Ostatnie wydarzenia związane ze śmiercią małego Kamila z Częstochowy pokazały, jak nieszczelny jest system prawny w Polsce.
– W naszym systemie nie brakuje kanałów, którymi można zgłaszać naruszenia. Brakuje czasem świadomości, że one istnieją, oraz odwagi i determinacji, aby naruszenia zgłaszać. Fundacja Dajemy Dzieciom Siłę przygotowała informator dla nauczycieli, lekarzy, opiekunów, w którym jest mowa o tym, jakie działania podejmować w konkretnych sytuacjach. Opisano tu wszystkie kroki interwencji, które musimy podjąć, gdy mamy podejrzenie, że dziecku dzieje się krzywda. Prawnie naprawdę jesteśmy jako państwo dobrze zorganizowani, a praktyka kuleje, ponieważ w Polsce wszystko bardzo długo trwa. Brakuje nam szybkich ścieżek działania. Rządzący nie powinni skupiać się na wymyślaniu nowych systemów prawnych, ale na usprawnieniu tych, które są, ponieważ są one wystarczające. Ja pełniąc funkcję rzecznika, uruchomię adres mailowy, na który uczniowie będą mogli do mnie pisać, a także z dużym prawdopodobieństwem będę funkcjonować w mediach społecznościowych. Chciałabym również umożliwić składanie anonimowych pism. Pomimo że anonimową skargę jest trudniej rozpatrzyć, myślę że taka forma jest potrzebna.

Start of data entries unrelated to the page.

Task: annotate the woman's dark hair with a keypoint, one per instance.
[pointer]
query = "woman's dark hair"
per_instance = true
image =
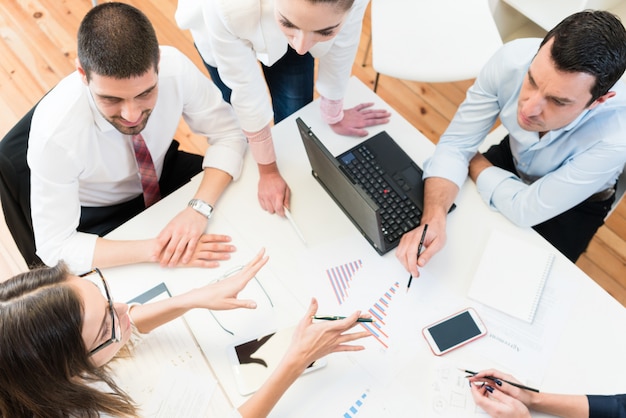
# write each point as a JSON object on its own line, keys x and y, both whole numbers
{"x": 117, "y": 40}
{"x": 592, "y": 42}
{"x": 45, "y": 368}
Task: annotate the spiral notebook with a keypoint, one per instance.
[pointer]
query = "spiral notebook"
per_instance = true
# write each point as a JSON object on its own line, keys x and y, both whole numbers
{"x": 511, "y": 275}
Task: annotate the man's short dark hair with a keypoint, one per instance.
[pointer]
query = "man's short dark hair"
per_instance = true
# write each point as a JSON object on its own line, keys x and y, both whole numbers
{"x": 117, "y": 40}
{"x": 592, "y": 42}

Nie obawia się Pani, że z Jej pomocy skorzystają uczniowie, którzy świadomi swoich praw będą o nie walczyć, tymczasem ci najsłabsi zaginą w systemie? Myślę przede wszystkim o uczniach z niepełnosprawnością, szczególnie intelektualną, a także o tych zmagających się z różnego rodzaju zaburzeniami psychicznymi.
– Będzie to dla mnie duże wyzwanie. Chcę się szczególnie uwrażliwić na najbardziej potrzebujących uczniów, dlatego w kontaktach ze szkołami będę próbowała wyłuskać ich problemy. Pełniąc swoje obowiązki, przez większość czasu będę stacjonować przy jednej z poznańskich poradni psychologiczno-pedagogicznych. To miejsce, w którym jest większa świadomość dzieci potrzebujących największego wsparcia. Mam nadzieję, że dzięki różnym kanałom komunikacyjnym uda mi się dotrzeć do dzieci i rodziców dzieci z wyjątkowymi potrzebami. Zdaje sobie sprawę, że będąc jedną osobą zatrudnioną na pół etatu, nie da się wszystkiego zrobić naraz. Wierzę jednak, że małymi krokami uda mi się wesprzeć choć część z dzieci.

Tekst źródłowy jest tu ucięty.